[PATCH] Bio Traversal Changes

From: Suparna Bhattacharya (suparna@in.ibm.com)
Date: Fri Aug 02 2002 - 07:35:13 EST

This has been discussed before in principle on lkml and
mentioned by Jens at the kernel summit. Here's some quick
information about the changes, and the latest patches
against 2.5.30, including bio and request documentation

Jens, biotr8 mostly just an update of biotr7 to 2.5.30, and
minor cleanups like the removal of the commented out debug
printks I had kept around so far.
The doc patch got updated a bit since last night - have
also tried to modify request.txt in addition to biodoc.txt.

BIO traversal enhancements
- Pre-req for full BIO splitting infrastructure [Splits
  in the middle of a segment can also share the same vec]
- Pre-req for attaching a pre-built vector (not owned by block)
  to a bio (e.g for aio) [Avoids certain subtle side-effects in
  special cases]
- Pre-req for IDE mult-count PIO write fixes [Ability
  to traverse a bio partially for i/o submission without
  effecting bio completion]

Patches are based on 2.5.30 (and will follow in subsequent

Many many thanks to Barthlomiej for helping out in review
and testing, fixing several bugs in the generic code and
using the bio walking routines in this patch to actually
get IDE PIO working (single and multi count) !

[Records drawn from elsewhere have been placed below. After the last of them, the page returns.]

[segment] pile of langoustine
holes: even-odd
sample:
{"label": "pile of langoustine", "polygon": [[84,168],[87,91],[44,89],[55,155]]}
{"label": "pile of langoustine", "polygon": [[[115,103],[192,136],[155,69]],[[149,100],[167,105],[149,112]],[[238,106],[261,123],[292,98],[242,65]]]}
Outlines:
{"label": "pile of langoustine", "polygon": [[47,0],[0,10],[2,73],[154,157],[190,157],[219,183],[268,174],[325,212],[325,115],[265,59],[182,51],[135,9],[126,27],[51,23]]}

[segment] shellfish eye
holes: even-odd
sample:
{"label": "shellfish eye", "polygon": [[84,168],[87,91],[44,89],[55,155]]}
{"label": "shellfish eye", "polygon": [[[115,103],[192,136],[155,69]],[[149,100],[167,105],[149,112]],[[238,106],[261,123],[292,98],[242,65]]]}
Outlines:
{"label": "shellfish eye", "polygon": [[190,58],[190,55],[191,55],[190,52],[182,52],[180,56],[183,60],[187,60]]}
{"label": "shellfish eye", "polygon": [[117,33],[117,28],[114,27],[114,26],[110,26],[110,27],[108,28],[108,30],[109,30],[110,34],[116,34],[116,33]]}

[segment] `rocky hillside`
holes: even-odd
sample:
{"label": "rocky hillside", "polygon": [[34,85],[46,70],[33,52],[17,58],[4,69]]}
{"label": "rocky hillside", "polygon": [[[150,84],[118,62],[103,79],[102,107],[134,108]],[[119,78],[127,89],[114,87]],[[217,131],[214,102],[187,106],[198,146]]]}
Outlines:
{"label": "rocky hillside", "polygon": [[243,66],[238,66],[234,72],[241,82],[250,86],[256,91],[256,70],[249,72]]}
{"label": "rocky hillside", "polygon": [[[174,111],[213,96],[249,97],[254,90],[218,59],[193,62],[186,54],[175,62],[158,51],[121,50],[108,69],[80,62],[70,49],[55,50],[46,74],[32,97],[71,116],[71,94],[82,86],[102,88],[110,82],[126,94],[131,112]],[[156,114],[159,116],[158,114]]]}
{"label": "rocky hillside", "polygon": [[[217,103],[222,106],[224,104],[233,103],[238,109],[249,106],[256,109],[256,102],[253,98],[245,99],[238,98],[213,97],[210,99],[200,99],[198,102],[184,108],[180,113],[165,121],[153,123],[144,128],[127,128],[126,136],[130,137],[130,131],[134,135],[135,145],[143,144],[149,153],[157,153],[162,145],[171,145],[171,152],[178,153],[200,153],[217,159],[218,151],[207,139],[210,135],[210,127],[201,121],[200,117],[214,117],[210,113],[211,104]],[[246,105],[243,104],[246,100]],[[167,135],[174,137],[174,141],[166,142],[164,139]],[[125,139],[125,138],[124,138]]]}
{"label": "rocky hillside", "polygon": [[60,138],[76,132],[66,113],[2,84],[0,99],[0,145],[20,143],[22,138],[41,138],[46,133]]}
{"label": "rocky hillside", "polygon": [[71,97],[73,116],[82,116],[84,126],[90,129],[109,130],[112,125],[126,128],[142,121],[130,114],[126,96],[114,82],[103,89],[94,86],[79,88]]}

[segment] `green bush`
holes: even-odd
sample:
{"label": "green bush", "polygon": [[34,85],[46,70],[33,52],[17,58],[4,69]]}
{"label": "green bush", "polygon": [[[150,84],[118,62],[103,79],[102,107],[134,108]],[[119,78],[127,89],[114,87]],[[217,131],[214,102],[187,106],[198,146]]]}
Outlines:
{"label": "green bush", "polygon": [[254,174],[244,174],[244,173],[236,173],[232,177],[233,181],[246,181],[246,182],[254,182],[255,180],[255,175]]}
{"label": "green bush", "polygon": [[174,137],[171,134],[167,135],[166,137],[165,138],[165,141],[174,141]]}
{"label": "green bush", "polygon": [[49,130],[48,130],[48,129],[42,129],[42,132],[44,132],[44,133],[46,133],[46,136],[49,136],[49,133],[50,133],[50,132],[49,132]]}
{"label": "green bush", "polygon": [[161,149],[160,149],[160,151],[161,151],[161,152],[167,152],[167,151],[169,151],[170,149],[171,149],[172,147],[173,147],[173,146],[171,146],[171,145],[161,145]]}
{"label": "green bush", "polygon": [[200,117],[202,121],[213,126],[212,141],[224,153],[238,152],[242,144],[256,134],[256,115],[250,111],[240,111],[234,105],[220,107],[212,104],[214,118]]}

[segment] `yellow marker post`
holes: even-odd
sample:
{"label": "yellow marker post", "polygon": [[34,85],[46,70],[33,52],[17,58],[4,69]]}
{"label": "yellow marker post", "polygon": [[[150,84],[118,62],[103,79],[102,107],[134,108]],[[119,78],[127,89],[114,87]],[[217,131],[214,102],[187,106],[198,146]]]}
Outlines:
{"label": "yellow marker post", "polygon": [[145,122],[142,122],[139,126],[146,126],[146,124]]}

The patches must all be applied together to get a
compiling and booting kernel on some h/w at least, so it
might make sense to roll them up for submission to ensure
that they are committed together.

01biotr8-blk.diff: Contains the core changes for bio traversal,
including (a) avoidance of alteration of bv_offset/bv_len by
block (b) introduction of bi_voffset to help in splitting a
bio via cloning, even when the split has to happen in the
middle of a segment and (c) clean separation of submission and
completion state for a request. The bio always reflects the
state of unfinished i/o, while the request structure also tracks
the state of unsubmitted i/o (these two may be different,
e.g. for ide multi-count pio writes). A helper routine
process_that_request_first() is provided to enable drivers
to traverse a request for i/o submission without affecting
completion state. It also has a few fixes for partial
completion cases in end_that_request_first() (non error
[Andrew, I have uninlined blk_rq_next_segment() and
process_that_request_first() as you'd suggested and moved
them into ll_rw_blk.c]

02biotr8-blkusers.diff: Contains the modifications needed to
code that uses/accesses bio (e.g mm, filesystems) above blk.
Most of the changes ensure correct initialisation of the
bi_voffset field when building a bio.
(BTW, Looking at the number of places that this touches, a
helper for building a bio would seem to be good to have).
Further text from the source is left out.